The chief executive of the UK’s National Highways, Nick Harris (pictured), has hailed all-lane-running smart motorways as “our safest roads” as his organisation publishes its Smart Motorway Stocktake – Second Year Progress Report 2022.
New analysis published as part of the Smart Motorway Stocktake – Second Year Progress Report confirms that overall, in terms of serious or fatal casualties, smart motorways are the safest roads on the Strategic Road Network, for which National Highways is responsible.
The report also indicates that the risk of a collision between moving vehicles is lower on ALR and Dynamic Hard Shoulder (DHS) motorways – where the hard shoulder operates only part-time – than conventional motorways.

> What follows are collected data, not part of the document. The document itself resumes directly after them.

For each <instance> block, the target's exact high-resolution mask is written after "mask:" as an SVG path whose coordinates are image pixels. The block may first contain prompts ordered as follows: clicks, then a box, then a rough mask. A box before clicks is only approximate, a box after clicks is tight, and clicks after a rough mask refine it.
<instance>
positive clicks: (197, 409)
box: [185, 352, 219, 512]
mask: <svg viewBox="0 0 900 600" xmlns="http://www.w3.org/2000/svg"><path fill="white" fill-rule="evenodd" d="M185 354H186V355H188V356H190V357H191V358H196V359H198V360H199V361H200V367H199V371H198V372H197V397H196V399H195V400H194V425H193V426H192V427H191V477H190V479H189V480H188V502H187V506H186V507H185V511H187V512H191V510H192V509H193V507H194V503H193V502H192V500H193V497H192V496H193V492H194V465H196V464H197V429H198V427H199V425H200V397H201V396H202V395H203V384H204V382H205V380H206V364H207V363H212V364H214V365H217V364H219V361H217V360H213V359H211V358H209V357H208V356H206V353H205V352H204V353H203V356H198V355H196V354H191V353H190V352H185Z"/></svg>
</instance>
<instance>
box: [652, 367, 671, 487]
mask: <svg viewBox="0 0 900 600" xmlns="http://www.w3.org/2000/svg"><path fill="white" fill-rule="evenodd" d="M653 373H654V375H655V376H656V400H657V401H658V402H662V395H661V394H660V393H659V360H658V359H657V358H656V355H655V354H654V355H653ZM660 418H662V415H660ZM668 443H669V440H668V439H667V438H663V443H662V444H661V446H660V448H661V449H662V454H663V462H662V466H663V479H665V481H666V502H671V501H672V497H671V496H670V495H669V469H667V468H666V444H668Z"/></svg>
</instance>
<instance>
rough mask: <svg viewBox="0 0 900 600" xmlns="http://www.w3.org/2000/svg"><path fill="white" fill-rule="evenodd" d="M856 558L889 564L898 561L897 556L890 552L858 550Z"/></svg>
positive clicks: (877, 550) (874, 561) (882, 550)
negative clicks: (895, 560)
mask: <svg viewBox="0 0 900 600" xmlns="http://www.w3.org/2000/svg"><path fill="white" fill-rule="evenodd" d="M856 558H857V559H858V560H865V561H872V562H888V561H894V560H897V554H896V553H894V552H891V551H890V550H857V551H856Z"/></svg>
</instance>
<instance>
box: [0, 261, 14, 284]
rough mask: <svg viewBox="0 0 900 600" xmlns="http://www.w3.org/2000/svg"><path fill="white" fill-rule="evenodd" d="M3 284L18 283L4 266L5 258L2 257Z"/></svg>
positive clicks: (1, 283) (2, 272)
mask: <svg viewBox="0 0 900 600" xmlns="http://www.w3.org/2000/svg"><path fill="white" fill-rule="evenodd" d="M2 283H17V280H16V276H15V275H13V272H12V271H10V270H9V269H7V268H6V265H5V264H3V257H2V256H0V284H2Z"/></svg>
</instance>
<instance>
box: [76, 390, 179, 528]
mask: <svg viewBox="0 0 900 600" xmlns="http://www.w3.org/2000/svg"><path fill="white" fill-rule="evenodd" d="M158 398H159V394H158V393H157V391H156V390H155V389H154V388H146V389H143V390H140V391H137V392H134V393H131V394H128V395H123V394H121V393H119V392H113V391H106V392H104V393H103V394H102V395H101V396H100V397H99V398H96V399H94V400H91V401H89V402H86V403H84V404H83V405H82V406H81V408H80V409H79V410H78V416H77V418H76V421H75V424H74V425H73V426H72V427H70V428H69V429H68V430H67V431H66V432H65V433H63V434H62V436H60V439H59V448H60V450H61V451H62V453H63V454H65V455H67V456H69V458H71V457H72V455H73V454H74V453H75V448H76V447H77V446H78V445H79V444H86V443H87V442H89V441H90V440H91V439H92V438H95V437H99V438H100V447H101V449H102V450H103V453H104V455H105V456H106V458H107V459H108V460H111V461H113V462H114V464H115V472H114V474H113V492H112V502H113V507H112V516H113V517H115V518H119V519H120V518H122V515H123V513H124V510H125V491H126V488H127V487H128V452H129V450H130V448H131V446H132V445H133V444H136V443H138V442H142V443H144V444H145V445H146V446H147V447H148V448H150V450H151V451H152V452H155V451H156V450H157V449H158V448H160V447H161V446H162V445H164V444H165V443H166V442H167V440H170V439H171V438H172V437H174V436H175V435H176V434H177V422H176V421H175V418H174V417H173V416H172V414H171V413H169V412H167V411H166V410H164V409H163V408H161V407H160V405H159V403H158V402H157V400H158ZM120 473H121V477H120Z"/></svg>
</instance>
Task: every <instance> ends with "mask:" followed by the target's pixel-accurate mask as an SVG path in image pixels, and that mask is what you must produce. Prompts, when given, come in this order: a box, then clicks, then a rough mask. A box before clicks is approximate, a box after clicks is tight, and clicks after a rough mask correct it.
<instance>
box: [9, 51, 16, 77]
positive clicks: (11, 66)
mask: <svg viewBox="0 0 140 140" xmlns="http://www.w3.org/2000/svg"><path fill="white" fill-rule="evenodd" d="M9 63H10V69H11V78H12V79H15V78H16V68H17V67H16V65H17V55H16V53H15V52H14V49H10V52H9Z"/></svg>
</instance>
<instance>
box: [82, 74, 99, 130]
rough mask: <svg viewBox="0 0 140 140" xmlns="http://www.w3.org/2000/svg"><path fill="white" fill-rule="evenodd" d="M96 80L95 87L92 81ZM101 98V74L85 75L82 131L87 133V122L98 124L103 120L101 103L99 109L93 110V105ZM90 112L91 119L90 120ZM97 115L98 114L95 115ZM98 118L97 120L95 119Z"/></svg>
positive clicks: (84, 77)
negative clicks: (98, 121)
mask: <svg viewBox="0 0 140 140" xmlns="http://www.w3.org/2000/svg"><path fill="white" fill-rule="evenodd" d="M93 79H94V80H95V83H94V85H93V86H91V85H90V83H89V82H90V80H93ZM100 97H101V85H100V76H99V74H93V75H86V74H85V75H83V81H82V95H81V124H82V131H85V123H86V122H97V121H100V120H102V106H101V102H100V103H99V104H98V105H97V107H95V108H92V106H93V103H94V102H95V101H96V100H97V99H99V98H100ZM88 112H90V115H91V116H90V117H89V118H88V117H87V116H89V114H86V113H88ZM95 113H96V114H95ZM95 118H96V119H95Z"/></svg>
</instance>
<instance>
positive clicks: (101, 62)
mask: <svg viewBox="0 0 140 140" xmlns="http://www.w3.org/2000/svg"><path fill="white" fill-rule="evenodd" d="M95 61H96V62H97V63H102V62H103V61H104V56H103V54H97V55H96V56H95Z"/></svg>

“The latest data shows that, overall, in terms of serious or fatal casualties, smart motorways are our safest roads,” says Nick Harris, chief executive of National Highways. “We are continuing our work to make them our safest roads in every way. We will continue to build on the work already undertaken and continue to put safety first to help ensure drivers have confidence in the motorway network.”
The Smart Motorway Stocktake – Second Year Progress Report 2022 underlines the progress made against the action plan first published by UK Transport Secretary Grant Shapps in 2020 to further improve safety and boost drivers’ confidence when using the motorway network.
In January 2022, the UK’s Department for Transport and National Highways agreed to pause the roll-out of new ALR schemes – those yet to begin construction – until five years of safety and economic data are available. It was also announced that £390 million would be spent on new emergency areas or other places to stop in an emergency.
New technology on target
The report also highlights that National Highways it is on course to upgrade almost 100 safety cameras to enable automatic detection of vehicles that ignore Red X lane closure signals by the end of September. This is designed to increase compliance with the Red X, helping to ensure the safety of drivers and their passengers in difficulty, or road workers and emergency services who need a safe space to work.
It will also add to the more than 330 extra signs that it has already installed to inform drivers of the distance to the next place to stop in the event of a mechanical problem or emergency.
In addition, National Highways is on track to complete the roll-out of radar-based technology that can spot a stopped or broken-down vehicle on over 200 miles of All Lane Running (ALR) motorway by the end of September 2022.
Smart motorways without a hard shoulder are fitted with technology and features not seen on conventional motorways such as emergency areas (EAs) set-back from the carriageway, radar-based Stopped Vehicle Detection (SVD) and Red X signals on gantries to close live lanes.